炎の魔女と氷の皇帝*転生したら弟子と契約結婚をすることになりました*

「魔女の印象をよくする契約ですが、必要以上に怯えさせ、不安を(あお)るようなことはしたくないです」

 ジーンは下を向き、「そうですね……」と言ったあと顔をあげた。

「ミーシャさま、人は知らないものを畏れるものです。最初は好奇の目を向けられるでしょう。だけど、知ってもらわなければいつまでも変えられない。つらいでしょうが、陛下のためにどうか堪えていただきたい」

 つまり、リアムのために耐えろということだ。ジーンの変わらないリアムへの忠誠心に、胸の不安が軽くなった。

 ――良かった。リアムの周りには、彼を慕ってくれる人たちがたくさんいる。だからこそ私は、今さら邪魔をしたくない。

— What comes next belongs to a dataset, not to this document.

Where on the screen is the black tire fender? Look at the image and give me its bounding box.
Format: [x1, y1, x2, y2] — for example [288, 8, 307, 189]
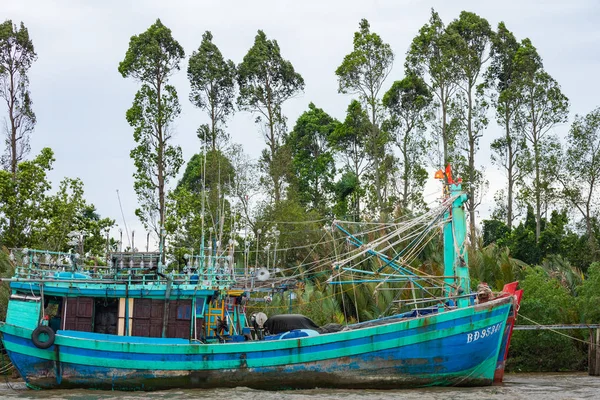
[31, 325, 56, 349]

「私は、人の目が怖くて、これまで引きこもっていたわけではありません。避難の言葉を浴びるのはかまわないんです。魔女はそれだけのことをしてきましたし、嫌われているのを承知でこの国にきました。私が恐れているのは、陛下の評判を落としてしまうことです。ジーンさまは一時(ひととき)とはいえ、本当に、私が妃でよろしいのですか?」

 ジーンは、さっきよりも目を見開いた。

「母エレノアから聞いております。陛下と私の縁談を勧めたのは、ジーンさまだと」

 リアムは結婚に無関心。縁談相手を探しミーシャを推したのは、目の前にいる彼だ。

「これまで会わないようにしていたのは私ですが、実はずっと、ジーンさまの考えをお聞きしたいと思っていました。私では、飾りの皇后ではなく、呪われた皇后になる。それでもいいのですか?」

 彼は、にこりと笑うと口を開いた。

「なぜあなたを推すのか、答えは一つ。ミーシャさまなら、陛下を幸せにしてくれると思ったからです」

 今度はミーシャのほうが目を見開いた。

「あなたさまと直接お会いしたのは、先日陛下が倒れたときですが、私はそれ以前にエレノアさまから令嬢のことをお聞きしておりました。屋敷を抜け出し、慈善活動をしていることも調べて知っておりました」

「え?」と驚いたが、彼ならそれくらいするだろうと思いなおした。